そう、あたしはアイツに言った。2月14日はバレンタインデー。女の子が好きな男の子にチョコレートやお菓子をあげる日。
あたしはアイツの事が好き。大好きなのだ。だから慣れないお菓子作りをやってでも、アイツに精一杯の想いを伝えたい。
「ルビーはまだ来てなかと…?」
ポケモンを観測する為に作られた質素な秘密基地も、今ではカラフルに飾り付けられている。全てルビーが置いたものだ。あたしは置いてあったルリリドールを抱きしめながら待っていた。
「やぁ、待たせてごめん」
「ん、そげん待ってなかよ」
…本当は、30分も前に来てしまったけど。今は待ち合わせの時間まで10分前。そんなにうきうき気分な自分を悟られたくなくて、黙っている事にした。
「…今日、呼んだんはね」
「あー、そうそう。君に見せたいものがあるんだ」
「見せたいもん?」
するとルビーは自分で持って来たであろう箱を取り出して、テーブルの上に置いた。その箱は可愛いピンクのリボンで装飾されていた。
「これ、何?」
「開けてみなよ」
そう言われたので、あたしは開ける事にした。ドキドキする。一体、何が入っているんだろう…?
すると箱からは、
「……ケーキ?」
「そう、チョコレートケーキ!僕が君の為につくってきたのさ」
さぞ当たり前のように、そう答えられた。

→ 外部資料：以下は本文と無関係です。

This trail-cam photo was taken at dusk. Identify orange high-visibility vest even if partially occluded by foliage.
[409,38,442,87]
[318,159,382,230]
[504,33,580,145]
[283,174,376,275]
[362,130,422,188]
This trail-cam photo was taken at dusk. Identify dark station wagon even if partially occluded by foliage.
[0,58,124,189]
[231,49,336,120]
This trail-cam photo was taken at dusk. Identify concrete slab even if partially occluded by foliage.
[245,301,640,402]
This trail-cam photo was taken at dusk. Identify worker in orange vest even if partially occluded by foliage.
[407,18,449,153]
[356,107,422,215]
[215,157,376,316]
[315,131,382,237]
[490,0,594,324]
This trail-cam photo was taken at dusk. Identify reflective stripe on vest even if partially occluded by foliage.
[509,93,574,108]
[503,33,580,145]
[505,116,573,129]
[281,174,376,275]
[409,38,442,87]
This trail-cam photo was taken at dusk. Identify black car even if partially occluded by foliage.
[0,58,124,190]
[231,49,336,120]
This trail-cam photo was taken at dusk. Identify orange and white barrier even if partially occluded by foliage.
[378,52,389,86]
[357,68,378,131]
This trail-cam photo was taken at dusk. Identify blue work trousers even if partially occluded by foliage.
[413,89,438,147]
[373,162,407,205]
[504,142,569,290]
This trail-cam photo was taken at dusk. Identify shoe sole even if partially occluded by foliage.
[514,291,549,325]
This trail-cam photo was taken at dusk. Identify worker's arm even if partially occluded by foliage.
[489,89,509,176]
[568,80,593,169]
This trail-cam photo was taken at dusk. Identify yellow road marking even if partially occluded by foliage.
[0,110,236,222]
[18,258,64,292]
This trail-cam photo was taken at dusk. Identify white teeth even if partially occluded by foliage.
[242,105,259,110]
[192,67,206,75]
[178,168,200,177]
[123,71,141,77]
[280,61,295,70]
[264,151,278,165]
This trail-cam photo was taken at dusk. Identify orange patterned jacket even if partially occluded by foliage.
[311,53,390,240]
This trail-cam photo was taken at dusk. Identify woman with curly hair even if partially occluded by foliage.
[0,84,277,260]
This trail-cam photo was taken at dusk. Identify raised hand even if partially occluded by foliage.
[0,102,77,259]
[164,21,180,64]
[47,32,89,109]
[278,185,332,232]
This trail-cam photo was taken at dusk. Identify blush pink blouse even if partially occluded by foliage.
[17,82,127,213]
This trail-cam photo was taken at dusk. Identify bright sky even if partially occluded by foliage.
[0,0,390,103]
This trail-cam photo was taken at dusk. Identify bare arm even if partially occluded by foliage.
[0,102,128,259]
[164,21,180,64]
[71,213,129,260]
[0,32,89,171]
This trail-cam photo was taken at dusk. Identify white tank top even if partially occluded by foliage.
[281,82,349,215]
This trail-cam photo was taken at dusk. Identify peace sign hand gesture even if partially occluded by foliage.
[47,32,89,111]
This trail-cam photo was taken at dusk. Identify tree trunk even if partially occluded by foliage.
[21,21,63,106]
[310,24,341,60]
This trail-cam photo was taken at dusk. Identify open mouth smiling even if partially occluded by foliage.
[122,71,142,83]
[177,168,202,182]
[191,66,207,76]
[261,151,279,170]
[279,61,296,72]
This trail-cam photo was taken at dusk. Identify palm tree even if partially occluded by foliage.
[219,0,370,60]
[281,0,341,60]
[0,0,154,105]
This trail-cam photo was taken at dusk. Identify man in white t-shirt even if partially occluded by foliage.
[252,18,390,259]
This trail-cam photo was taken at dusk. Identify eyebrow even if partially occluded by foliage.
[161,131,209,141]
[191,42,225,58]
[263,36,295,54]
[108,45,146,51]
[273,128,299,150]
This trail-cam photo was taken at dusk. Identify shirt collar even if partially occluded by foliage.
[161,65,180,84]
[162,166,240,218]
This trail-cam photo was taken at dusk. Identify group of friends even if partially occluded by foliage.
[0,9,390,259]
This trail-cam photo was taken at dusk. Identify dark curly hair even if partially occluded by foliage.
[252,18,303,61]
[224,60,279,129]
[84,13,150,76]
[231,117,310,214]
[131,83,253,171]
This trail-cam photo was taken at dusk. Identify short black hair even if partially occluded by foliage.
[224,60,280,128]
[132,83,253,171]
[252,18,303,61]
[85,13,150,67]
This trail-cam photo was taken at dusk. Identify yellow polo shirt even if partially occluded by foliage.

あたしにはさっぱり分からなかった。今日はバレンタイン。それでチョコレートという事は分かる。だけど、何故ルビーがつくってくるのか。
「なして?」
「何故男である僕がバレンタインに作ってくるのか、だろう?最近、男からも贈り物をする、逆チョコなるものが流行ってるんだよ?知らないのかい?」
「……知らんかった」
「まぁ、流行ってるのも都会だからね。知らないのも無理ないかな」
「…残念ったい。あたし…、あたしも…」
チョコレート。せっかく作ってきたのに。食べてもらえないなんて…。涙が出そう…。
「誰が食べない、なんて言ったの?」
「へっ?」
「全く。君は、早とちりしすぎなんだよ。というか、料理とか家庭的なものが苦手な君が作ってくれたなんて。とても嬉しいよ」
「ルビー…」
「さぁ、一緒に食べよう。僕もケーキだけじゃなくて。色々作ってきたんだ」
「うんっ!」
バレンタインデーは女の子が愛を伝える日とされているけれど、男女が愛を確かめ合う日でもあるんだ。…僕達のようにね。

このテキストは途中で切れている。